En tant que mangeurs de viande nous sommes tous coupables*. Arrêtons donc de tricher : ce n'est pas en accusant de sadisme le personnel des abattoirs (qui peut compter dans ses rangs, bien entendu, un certain nombre de sadiques) que notre complicité sera moins flagrante.

*Ce n'est pas le cas de Florence Burgat, qui ne mangeant vraisemblablement pas de viande, est innocente.



jeudi 9 juin 2016

Les amis de mes amis (ontologies implicites)



"Amici dei miei amici buongiorno", disait Angelo Lombardi en ouverture de son programme télévisé qui, à partir de 1956, alimenta l'imaginaire animalier transalpin pendant une dizaine d'années. Les amis en question  étaient des animaux, notamment exotiques. Lombardi, d'un air calme et captivant,  présentait indifféremment un bébé crocodile, un piton, un pélican .... Lorsque l' "ami" commençait a en avoir marre, le présentateur appelait son adjuvant askari (sorte de "boy" hérité de son passé colonial) pour qu'il ramène l'animal hors-champ : "Andalù, portalo via! (emmène-le").  C'était un programme hautement didactique, dans son genre, qui nous apprenait à la fois quelle devait être la place des humains, celle des animaux et celle des noirs*. 


*Je reviendrai sur Cita, le singe-mascotte habillé en fillette que je trouvais à l'époque particulièrement sympathique.

mardi 7 juin 2016

Des violences dans les abattoirs français? Lynchons un Arabe.


Etrangers mettant à mort un mouton

De temps en temps je critique La Repubblica. J'ai presque honte d'avoir pris cette habitude après avoir consulté par hasard  Le Figaro. C'est à propos   d'un article sur les abattoirs français. L'article en tant que tel n'a rien de spécialement affreux, même s'il cherche à nous convaincre que le problème de la mauvaise mort animale est lié à des raisons purement techniques (trop grands, les abattoirs d'aujourd'hui ne seraient  plus "à visage humain" comme les bons vieux abattoirs d'antan).  Ce qui est inqualifiable est la réaction des lecteurs. D'où sortent-ils?  De quel film de propagande pétainiste se sont-ils échappés? Sur les dix premiers commentaires il y en a sept au moins qui, au lieu  de reconnaître l'existence de comportements répréhensibles dans les abattoirs de chez nous, détournent l'attention sur  le sacrifice musulman. En tant qu'ethnologue je peux chercher à comprendre (crise identitaire, fierté ethnique, peur de l'Autre etc.). En tant que citoyen je trouve  cette attitude parfaitement immonde.

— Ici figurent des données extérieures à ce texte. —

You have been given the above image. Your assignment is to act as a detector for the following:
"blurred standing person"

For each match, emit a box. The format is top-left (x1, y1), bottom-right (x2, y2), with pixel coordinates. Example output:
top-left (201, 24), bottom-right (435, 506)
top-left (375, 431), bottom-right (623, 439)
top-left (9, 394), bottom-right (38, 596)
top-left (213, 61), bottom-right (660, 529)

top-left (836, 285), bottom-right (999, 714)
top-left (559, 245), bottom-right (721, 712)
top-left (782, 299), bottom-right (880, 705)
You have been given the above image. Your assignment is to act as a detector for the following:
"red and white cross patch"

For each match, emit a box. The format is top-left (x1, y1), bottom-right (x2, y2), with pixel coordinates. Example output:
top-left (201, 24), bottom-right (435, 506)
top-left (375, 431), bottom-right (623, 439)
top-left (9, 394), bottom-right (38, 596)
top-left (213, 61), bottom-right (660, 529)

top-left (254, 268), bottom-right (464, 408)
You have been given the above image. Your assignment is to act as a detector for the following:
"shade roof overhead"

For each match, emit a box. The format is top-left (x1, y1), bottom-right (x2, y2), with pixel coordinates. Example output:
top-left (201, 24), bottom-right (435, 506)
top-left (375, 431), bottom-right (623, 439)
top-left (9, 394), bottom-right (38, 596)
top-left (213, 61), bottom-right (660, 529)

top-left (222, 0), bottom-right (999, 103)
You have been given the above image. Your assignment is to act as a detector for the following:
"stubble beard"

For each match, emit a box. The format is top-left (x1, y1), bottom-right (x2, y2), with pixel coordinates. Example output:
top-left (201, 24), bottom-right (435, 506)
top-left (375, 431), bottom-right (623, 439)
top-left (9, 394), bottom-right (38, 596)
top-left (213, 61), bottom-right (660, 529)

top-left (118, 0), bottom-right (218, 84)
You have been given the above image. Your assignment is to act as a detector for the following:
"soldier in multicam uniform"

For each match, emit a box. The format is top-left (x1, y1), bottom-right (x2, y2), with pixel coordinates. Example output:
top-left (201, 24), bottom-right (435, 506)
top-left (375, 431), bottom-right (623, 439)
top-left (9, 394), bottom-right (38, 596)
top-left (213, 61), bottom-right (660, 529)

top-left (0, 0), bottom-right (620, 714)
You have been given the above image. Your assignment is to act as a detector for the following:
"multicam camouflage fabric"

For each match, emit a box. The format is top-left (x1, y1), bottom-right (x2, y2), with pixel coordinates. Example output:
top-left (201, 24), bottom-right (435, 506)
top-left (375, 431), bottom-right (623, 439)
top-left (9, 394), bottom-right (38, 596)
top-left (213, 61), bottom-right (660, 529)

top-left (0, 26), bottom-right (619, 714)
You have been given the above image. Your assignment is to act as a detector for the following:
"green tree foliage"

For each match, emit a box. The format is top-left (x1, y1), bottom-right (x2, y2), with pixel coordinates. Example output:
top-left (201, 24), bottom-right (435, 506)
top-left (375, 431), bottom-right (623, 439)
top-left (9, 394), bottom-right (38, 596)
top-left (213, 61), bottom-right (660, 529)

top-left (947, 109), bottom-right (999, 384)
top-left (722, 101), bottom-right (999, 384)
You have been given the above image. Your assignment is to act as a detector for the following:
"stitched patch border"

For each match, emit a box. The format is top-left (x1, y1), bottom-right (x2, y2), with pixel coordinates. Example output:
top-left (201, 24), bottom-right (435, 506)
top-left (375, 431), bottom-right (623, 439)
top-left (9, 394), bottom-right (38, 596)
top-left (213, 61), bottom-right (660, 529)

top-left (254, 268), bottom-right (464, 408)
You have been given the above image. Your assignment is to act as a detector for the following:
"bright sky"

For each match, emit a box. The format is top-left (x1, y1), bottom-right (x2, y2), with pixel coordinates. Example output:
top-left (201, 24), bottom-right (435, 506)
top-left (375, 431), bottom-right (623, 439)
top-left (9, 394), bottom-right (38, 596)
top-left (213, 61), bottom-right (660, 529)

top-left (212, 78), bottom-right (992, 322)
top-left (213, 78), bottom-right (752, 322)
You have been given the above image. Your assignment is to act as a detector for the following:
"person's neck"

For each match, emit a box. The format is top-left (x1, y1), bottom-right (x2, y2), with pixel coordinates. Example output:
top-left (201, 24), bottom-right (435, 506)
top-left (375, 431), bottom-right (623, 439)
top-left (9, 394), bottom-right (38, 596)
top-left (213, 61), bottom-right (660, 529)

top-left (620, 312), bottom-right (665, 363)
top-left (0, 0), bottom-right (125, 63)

Cf., dans Le Figaro en ligne, l'article de Blandine Le Cain  "Trop concentrés, multi-espèces, pourquoi les abattoirs français sont critiqués", publié le  05/04/2016  et  mis à jour le 28/04/2016

dimanche 5 juin 2016

Le retour du non-végétarien

Affiche du Corriere delle Alpi du 4 juin nous renseignant sur les
 priorités locales en matière d'information.

Volpe = renard. Strage = carnage. Gallina = poule. Comme tous les printemps  le prédateur* est de retour.

 *Peut-on continuer à stigmatiser le renard avec ce terme très connoté? Je renouvelle ma proposition : qualifions les anciens prédateurs de  "non-herbivores".

 ( "Non-herbivore prélève cinquante non-carnivores pour nourrir sa progéniture").

vendredi 3 juin 2016

Circulez, il n'y a rien à voir (II)




  "Foto di scena quotidiana in un albergo" (Cliché emprunté à Filmluce)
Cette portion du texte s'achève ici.